Anger, envy, or revenge were also possibilities. Maybe Jeanette or Ray or even I had done something to irritate somebody and he had taken it out on our bull. This one seemed a long shot. Cows were respected in Fillmore County. You didn’t just kill a cow without there being some really good reason and I couldn’t think of one. OK, I did think of one. What if, say, a certain husband of a certain mayor found out a certain Square C cowboy had been tapping his wife? As I mentioned, Ted Brescoe was a nasty piece of work but, on the other hand, if he’d done it, then why did he also go off and kill one of Aaron Feldmark’s cows and leave that stupid note? That didn’t make sense.

Finally, I thought of the possibility that maybe that note wasn’t stupid at all. Maybe environmentalists in the spirit of the old Monkey Wrench Gang of the 1970s were not only still around, they were here. In that case, if environmental activists were targeting the cows along Ranchers Road, we were going to be in a world of hurt in a county without a sheriff. The state probably wouldn’t do much about it, either. Their troopers were spread thin arresting speeders on the Interstates. As for the federal government, the BLM wouldn’t care and any bureaucratic agency higher up on the totem pole likely would side with the monkey wrenchers, anyway.

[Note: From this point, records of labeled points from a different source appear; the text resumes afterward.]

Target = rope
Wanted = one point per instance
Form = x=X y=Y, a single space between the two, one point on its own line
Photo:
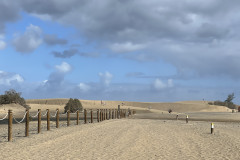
x=4 y=117
x=64 y=113
x=54 y=115
x=35 y=115
x=21 y=120
x=74 y=112
x=45 y=114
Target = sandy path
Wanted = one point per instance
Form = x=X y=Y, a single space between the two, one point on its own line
x=129 y=139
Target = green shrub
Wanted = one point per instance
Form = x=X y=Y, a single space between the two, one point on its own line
x=11 y=96
x=73 y=105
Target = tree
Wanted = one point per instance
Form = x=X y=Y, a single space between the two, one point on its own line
x=73 y=105
x=229 y=102
x=11 y=96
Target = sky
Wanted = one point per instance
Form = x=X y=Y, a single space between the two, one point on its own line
x=126 y=50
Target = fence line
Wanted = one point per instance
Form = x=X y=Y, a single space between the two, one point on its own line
x=4 y=117
x=101 y=115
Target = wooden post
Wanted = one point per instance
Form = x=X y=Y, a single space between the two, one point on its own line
x=85 y=116
x=39 y=120
x=118 y=113
x=48 y=119
x=77 y=117
x=9 y=125
x=112 y=113
x=212 y=128
x=106 y=114
x=27 y=124
x=109 y=114
x=98 y=115
x=102 y=115
x=91 y=117
x=57 y=119
x=68 y=118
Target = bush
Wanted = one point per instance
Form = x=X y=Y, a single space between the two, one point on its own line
x=73 y=105
x=12 y=96
x=210 y=103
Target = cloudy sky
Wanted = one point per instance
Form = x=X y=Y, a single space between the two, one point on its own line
x=133 y=50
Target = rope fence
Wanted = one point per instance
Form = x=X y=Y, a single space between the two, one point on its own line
x=88 y=116
x=4 y=117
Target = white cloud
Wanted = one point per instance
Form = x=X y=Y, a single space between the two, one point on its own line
x=64 y=67
x=84 y=87
x=2 y=45
x=105 y=78
x=9 y=78
x=126 y=47
x=29 y=41
x=159 y=84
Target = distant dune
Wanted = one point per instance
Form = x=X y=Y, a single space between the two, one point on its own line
x=177 y=107
x=184 y=106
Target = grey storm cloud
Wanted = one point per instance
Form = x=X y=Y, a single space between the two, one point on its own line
x=186 y=34
x=52 y=39
x=72 y=52
x=9 y=12
x=65 y=53
x=194 y=36
x=30 y=40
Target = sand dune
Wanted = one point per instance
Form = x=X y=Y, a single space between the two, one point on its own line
x=130 y=139
x=185 y=106
x=152 y=134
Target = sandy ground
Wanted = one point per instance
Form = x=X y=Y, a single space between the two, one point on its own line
x=152 y=133
x=129 y=139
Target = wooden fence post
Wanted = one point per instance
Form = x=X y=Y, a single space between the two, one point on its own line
x=109 y=114
x=39 y=120
x=91 y=117
x=48 y=119
x=85 y=116
x=68 y=118
x=77 y=117
x=27 y=124
x=118 y=113
x=106 y=114
x=212 y=128
x=101 y=114
x=57 y=118
x=98 y=115
x=112 y=113
x=9 y=125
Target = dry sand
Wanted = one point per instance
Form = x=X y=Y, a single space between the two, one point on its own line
x=151 y=134
x=129 y=139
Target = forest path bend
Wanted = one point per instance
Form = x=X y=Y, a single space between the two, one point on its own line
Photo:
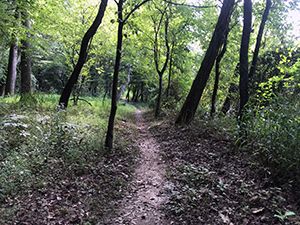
x=142 y=204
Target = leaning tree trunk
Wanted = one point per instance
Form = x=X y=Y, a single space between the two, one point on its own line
x=192 y=101
x=161 y=71
x=25 y=64
x=110 y=128
x=10 y=84
x=217 y=77
x=65 y=96
x=244 y=51
x=158 y=102
x=259 y=37
x=170 y=70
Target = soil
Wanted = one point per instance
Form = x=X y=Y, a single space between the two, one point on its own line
x=142 y=204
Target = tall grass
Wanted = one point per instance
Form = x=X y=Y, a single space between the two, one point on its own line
x=33 y=138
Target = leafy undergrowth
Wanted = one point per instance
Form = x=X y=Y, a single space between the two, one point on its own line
x=214 y=183
x=53 y=168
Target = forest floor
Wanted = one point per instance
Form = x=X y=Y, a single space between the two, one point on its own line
x=158 y=174
x=143 y=202
x=195 y=175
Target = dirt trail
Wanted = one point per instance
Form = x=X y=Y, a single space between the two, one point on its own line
x=142 y=204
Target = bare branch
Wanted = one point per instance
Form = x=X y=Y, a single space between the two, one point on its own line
x=136 y=7
x=191 y=6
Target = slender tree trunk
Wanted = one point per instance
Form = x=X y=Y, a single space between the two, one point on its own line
x=25 y=64
x=157 y=109
x=110 y=128
x=259 y=38
x=217 y=77
x=10 y=85
x=190 y=106
x=244 y=51
x=161 y=71
x=65 y=96
x=170 y=71
x=128 y=94
x=142 y=92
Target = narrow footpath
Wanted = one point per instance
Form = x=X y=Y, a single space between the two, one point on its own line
x=142 y=204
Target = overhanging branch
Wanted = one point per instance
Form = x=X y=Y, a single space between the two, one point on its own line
x=189 y=5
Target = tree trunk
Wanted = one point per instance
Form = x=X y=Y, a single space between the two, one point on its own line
x=244 y=51
x=25 y=64
x=128 y=94
x=189 y=108
x=217 y=77
x=259 y=37
x=10 y=85
x=65 y=96
x=110 y=128
x=158 y=102
x=170 y=72
x=161 y=71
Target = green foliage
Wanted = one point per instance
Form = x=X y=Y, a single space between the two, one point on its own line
x=33 y=140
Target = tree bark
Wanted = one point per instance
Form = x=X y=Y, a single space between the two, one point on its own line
x=244 y=51
x=191 y=103
x=157 y=109
x=259 y=38
x=25 y=63
x=161 y=71
x=217 y=77
x=10 y=85
x=170 y=71
x=110 y=128
x=122 y=21
x=65 y=96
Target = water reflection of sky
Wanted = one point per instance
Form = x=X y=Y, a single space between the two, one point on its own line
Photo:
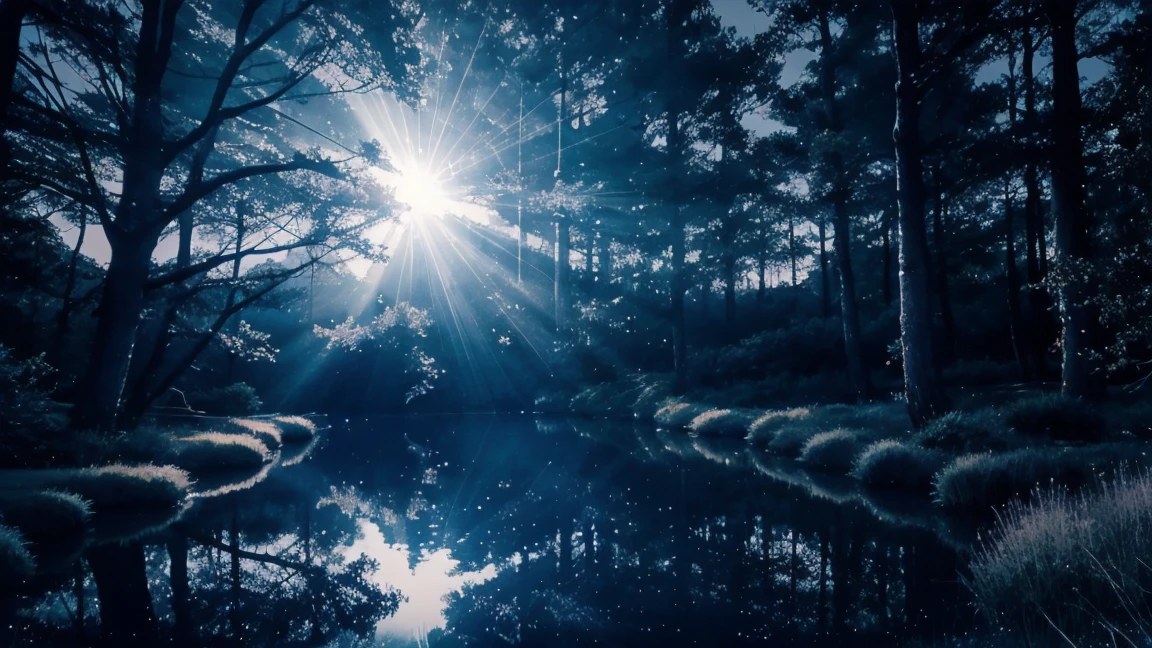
x=434 y=577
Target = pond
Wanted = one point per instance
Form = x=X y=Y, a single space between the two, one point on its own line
x=492 y=530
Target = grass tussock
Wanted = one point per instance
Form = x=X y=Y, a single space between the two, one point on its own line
x=960 y=432
x=129 y=487
x=765 y=427
x=677 y=414
x=264 y=430
x=1077 y=565
x=217 y=451
x=891 y=464
x=721 y=423
x=16 y=563
x=835 y=450
x=1058 y=417
x=46 y=517
x=295 y=429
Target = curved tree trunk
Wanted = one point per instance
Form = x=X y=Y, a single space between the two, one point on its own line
x=1074 y=223
x=841 y=225
x=922 y=389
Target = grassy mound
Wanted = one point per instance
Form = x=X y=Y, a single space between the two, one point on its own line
x=295 y=429
x=969 y=431
x=764 y=428
x=264 y=430
x=1074 y=565
x=215 y=451
x=721 y=423
x=891 y=464
x=677 y=414
x=16 y=563
x=45 y=517
x=1056 y=417
x=136 y=487
x=835 y=450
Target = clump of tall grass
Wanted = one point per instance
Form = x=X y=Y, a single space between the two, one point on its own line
x=677 y=414
x=1058 y=417
x=957 y=432
x=979 y=481
x=835 y=450
x=16 y=563
x=264 y=430
x=217 y=451
x=46 y=517
x=1076 y=566
x=891 y=464
x=129 y=487
x=295 y=429
x=765 y=427
x=721 y=423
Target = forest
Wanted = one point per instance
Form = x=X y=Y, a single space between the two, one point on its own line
x=894 y=255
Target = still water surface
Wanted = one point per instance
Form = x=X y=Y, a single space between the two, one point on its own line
x=493 y=530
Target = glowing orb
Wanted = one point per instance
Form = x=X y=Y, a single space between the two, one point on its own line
x=421 y=190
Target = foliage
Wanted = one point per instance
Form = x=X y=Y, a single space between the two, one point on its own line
x=16 y=563
x=237 y=399
x=956 y=432
x=45 y=517
x=209 y=452
x=835 y=450
x=1058 y=417
x=295 y=429
x=677 y=414
x=721 y=423
x=892 y=464
x=120 y=487
x=1074 y=566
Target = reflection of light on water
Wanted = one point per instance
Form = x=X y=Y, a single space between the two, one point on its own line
x=425 y=587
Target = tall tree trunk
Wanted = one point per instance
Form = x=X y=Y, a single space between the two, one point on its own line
x=940 y=242
x=119 y=316
x=12 y=19
x=1018 y=331
x=1039 y=303
x=825 y=284
x=68 y=304
x=841 y=224
x=729 y=296
x=922 y=389
x=1074 y=224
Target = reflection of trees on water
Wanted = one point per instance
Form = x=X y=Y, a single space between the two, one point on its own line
x=257 y=567
x=599 y=533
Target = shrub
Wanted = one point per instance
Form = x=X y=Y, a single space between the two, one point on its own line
x=215 y=451
x=721 y=423
x=16 y=564
x=129 y=487
x=264 y=430
x=237 y=399
x=1056 y=417
x=978 y=481
x=891 y=464
x=1077 y=563
x=764 y=429
x=835 y=450
x=677 y=414
x=46 y=517
x=790 y=441
x=295 y=429
x=968 y=431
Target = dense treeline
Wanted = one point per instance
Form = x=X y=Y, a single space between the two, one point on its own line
x=944 y=194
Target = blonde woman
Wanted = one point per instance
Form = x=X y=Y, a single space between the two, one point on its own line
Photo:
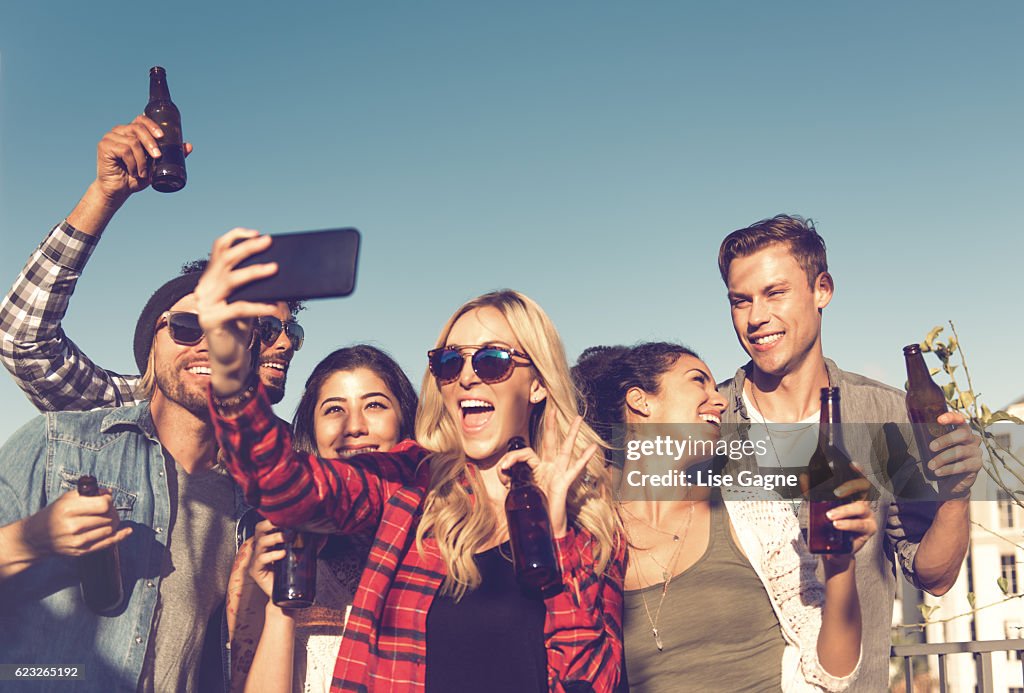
x=437 y=607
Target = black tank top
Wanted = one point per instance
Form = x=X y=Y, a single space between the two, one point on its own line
x=492 y=640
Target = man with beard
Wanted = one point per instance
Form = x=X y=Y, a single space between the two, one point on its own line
x=167 y=504
x=46 y=364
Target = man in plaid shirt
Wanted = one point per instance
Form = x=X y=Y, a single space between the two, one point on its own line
x=51 y=370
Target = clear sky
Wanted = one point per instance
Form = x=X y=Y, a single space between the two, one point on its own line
x=592 y=155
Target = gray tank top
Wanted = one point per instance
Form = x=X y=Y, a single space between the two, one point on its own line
x=718 y=625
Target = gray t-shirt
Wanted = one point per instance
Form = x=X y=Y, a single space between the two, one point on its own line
x=731 y=643
x=194 y=577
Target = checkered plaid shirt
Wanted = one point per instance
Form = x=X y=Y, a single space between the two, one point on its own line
x=51 y=370
x=385 y=643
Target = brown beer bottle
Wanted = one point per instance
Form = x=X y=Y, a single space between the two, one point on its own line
x=168 y=172
x=529 y=531
x=925 y=402
x=295 y=575
x=99 y=571
x=829 y=468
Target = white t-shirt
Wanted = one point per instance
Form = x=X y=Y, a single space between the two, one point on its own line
x=788 y=446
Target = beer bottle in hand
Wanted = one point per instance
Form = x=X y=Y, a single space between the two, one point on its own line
x=99 y=571
x=168 y=172
x=529 y=531
x=829 y=468
x=925 y=402
x=295 y=575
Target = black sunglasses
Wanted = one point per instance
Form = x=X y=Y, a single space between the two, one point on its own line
x=183 y=328
x=491 y=363
x=269 y=329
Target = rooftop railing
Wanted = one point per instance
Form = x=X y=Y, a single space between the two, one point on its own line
x=980 y=650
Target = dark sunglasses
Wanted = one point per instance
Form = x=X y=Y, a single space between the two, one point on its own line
x=269 y=329
x=491 y=363
x=183 y=328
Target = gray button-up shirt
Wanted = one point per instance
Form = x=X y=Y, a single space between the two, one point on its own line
x=881 y=442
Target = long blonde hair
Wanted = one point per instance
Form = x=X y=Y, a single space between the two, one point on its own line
x=461 y=525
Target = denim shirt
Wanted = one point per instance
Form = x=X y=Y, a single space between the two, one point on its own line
x=43 y=619
x=904 y=505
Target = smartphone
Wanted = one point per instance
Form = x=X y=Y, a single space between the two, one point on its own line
x=310 y=264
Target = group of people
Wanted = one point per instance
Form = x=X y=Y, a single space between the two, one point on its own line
x=693 y=588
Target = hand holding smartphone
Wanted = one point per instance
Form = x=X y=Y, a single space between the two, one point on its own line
x=310 y=264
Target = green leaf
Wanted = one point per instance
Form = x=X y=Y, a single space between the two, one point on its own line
x=1003 y=416
x=930 y=339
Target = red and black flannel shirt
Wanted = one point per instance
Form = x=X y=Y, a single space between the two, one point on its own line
x=385 y=644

All this thinking required another gin and tonic and I was also starting to think about supper. Rice, beans, and pasta were on my menu. I’m a vegetarian, as I think I mentioned earlier. I love the work and I love the cows. I just don’t care to eat them.

About then, Ray showed up and he didn’t look happy. “Want me to fix you a g-and-t?” I asked. It was a facetious question since the boy didn’t drink.

“No, thank you,” Ray said, politely.

“There’s beer in the fridge,” I told Ray. “Help yourself.”

Ray went inside and came out with a can of cola, as I knew he would. He dragged a lawn chair from where I stored several beneath my trailer, set it up beside me, and sat down. “Amelia gone?” I asked.

“Yes,” he answered. “She cleaned up Dusty and took off.”

I let that settle for a bit, then said, “She sure is a pretty girl. Amelia, I mean. I mean Dusty’s not bad but…”

“Don’t patronize me, Mike,” Ray interrupted.

“I wasn’t,” I swore, even though I was.

“Is there a problem?”

Ray took on the thoroughly miserable expression that only a teenage boy in love can exhibit and said, “Amelia hates Montana and can’t wait to leave. I want to stay. So when I asked her to the Independence Day dance, she said she’d love to but we don’t have a future. Hell, what does our future have to do with it? I just wanted to dance. What’s with girls anyway, Mike?”

“A very good question,” I said. “A very, very good question.”

When I didn’t say anything more for a few minutes, Ray said, “Well, aren’t we gonna talk about it?”

“Talk about what?”

“What’s wrong with girls!”

“I don’t think so, mainly because it wouldn’t amount to a hill of beans. They’re females, that’s all I know.”

We sat for a little longer, then Ray said, “What’s with that busted shovel?” I had pitched the one that had killed our bull beneath my trailer and I guess he’d seen it when he got the lawn chair out.

“That’s the one used on our bull,” I said.